To avoid this use everything in the same character set, preferably UTF-8.
When I say everything I want to say
- The Encoding of .php, .js, .css, .html files and the ones with the most text.
- The HTML header in the META tags
- Database Encoding
Eventually it may happen that you have to work with more than one encoding because of different sources such as databases, files like EXCEL worksheets (which only work well with ISO-8859-1), etc.
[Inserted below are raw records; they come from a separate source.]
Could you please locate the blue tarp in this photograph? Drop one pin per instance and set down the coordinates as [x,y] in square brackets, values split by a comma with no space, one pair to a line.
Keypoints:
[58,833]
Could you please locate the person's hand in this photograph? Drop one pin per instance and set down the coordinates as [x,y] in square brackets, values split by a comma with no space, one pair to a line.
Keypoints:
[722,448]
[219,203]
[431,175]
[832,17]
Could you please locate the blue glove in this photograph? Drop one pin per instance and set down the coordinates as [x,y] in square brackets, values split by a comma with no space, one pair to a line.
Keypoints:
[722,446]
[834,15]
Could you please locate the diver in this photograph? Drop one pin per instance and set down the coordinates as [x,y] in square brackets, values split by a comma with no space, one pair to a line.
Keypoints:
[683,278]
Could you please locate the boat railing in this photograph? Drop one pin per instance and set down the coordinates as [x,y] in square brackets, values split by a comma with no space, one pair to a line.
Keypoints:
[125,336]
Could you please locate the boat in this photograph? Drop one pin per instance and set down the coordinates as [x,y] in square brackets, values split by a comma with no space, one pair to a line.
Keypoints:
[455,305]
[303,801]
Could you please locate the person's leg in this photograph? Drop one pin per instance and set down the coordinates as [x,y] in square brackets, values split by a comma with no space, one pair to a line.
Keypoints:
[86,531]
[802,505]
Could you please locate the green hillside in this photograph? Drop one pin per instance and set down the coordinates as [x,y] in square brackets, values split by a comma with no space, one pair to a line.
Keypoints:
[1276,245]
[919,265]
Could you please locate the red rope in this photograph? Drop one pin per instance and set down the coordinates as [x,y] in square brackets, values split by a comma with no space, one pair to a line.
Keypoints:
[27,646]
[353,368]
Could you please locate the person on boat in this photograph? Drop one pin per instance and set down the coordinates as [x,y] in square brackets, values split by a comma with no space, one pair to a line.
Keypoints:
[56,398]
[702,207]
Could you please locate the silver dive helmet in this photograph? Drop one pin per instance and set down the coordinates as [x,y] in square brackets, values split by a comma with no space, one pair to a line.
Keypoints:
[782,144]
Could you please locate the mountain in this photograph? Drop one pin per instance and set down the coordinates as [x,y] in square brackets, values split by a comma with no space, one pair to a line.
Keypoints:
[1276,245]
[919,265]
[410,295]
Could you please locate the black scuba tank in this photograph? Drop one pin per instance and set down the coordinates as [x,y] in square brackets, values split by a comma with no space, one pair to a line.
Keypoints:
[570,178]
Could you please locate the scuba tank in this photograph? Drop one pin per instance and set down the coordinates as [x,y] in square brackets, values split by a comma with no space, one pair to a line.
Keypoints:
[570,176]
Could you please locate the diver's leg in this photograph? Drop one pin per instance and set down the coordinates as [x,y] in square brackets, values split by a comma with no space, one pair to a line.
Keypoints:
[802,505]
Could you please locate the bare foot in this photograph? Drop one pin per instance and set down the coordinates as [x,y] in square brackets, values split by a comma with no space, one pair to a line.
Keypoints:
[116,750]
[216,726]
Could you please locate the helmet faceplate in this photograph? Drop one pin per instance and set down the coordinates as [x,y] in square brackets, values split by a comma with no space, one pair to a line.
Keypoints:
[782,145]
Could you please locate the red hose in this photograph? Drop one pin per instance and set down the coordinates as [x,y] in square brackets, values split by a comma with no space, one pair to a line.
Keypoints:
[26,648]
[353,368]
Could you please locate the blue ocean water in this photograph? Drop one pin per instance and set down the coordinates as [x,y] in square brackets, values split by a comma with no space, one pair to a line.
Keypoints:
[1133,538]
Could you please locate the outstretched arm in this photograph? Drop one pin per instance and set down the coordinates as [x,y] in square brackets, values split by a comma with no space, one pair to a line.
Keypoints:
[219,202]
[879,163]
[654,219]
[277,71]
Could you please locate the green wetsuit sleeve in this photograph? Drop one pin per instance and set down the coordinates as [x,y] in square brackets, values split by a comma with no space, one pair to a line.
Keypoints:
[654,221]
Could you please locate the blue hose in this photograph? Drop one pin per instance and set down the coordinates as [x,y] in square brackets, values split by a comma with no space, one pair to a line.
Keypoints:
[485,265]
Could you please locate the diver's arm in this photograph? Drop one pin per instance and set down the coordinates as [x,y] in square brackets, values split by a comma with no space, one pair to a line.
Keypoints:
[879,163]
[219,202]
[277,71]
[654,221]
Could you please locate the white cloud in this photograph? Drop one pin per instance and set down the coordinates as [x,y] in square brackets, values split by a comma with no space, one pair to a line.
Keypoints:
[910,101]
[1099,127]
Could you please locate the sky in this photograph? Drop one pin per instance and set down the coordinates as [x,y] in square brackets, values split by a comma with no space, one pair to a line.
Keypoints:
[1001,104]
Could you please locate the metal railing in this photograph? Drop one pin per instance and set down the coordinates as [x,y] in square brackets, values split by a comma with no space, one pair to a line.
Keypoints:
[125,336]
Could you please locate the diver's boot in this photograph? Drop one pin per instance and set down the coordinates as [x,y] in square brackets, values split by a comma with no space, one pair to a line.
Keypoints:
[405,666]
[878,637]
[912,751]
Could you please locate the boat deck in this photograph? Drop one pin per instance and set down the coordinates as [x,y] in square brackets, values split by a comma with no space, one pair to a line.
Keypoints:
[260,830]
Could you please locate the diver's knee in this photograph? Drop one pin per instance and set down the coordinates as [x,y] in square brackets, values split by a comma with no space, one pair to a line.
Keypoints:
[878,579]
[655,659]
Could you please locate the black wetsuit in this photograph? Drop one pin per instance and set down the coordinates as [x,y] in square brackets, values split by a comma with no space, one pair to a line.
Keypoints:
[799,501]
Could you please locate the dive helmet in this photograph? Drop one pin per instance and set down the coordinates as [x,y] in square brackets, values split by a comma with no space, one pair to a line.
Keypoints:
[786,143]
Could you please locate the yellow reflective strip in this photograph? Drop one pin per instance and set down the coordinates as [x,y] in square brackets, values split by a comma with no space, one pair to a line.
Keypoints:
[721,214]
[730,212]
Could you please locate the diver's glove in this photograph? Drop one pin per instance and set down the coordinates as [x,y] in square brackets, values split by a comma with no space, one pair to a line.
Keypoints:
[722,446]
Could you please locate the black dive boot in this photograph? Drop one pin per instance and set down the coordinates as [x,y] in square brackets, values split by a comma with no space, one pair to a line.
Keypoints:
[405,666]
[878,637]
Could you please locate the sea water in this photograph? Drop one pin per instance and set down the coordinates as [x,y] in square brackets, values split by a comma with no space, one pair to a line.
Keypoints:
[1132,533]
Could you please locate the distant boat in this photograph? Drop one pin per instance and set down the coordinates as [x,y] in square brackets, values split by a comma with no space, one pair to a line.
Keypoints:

For these cases use display functions like this
function toUTF8($string)
{
if (function_exists('mb_detect_encoding')) {
$current_encoding = mb_detect_encoding($string, 'UTF-8, ASCII, ISO-8859-1');
$string = mb_convert_encoding($string, 'UTF-8', $current_encoding);
} else {
$string = utf8_decode(utf8_encode($string)) == $string ? utf8_encode($string) : $string;
}
return $string;
}
function toLatin1($string)
{
if (function_exists('mb_detect_encoding')) {
$current_encoding = mb_detect_encoding($string, 'UTF-8, ASCII, ISO-8859-1');
$string = mb_convert_encoding($string, 'ISO-8859-1', $current_encoding);
} else {
$string = utf8_encode(utf8_decode($string)) == $string ? utf8_decode($string): $string;
}
return $string;
}
In some situations, even these functions do not work. It is the case of strings concatenated with more than one encoding (believe it, this is not so unusual) and for such cases the conversion must be done character by character.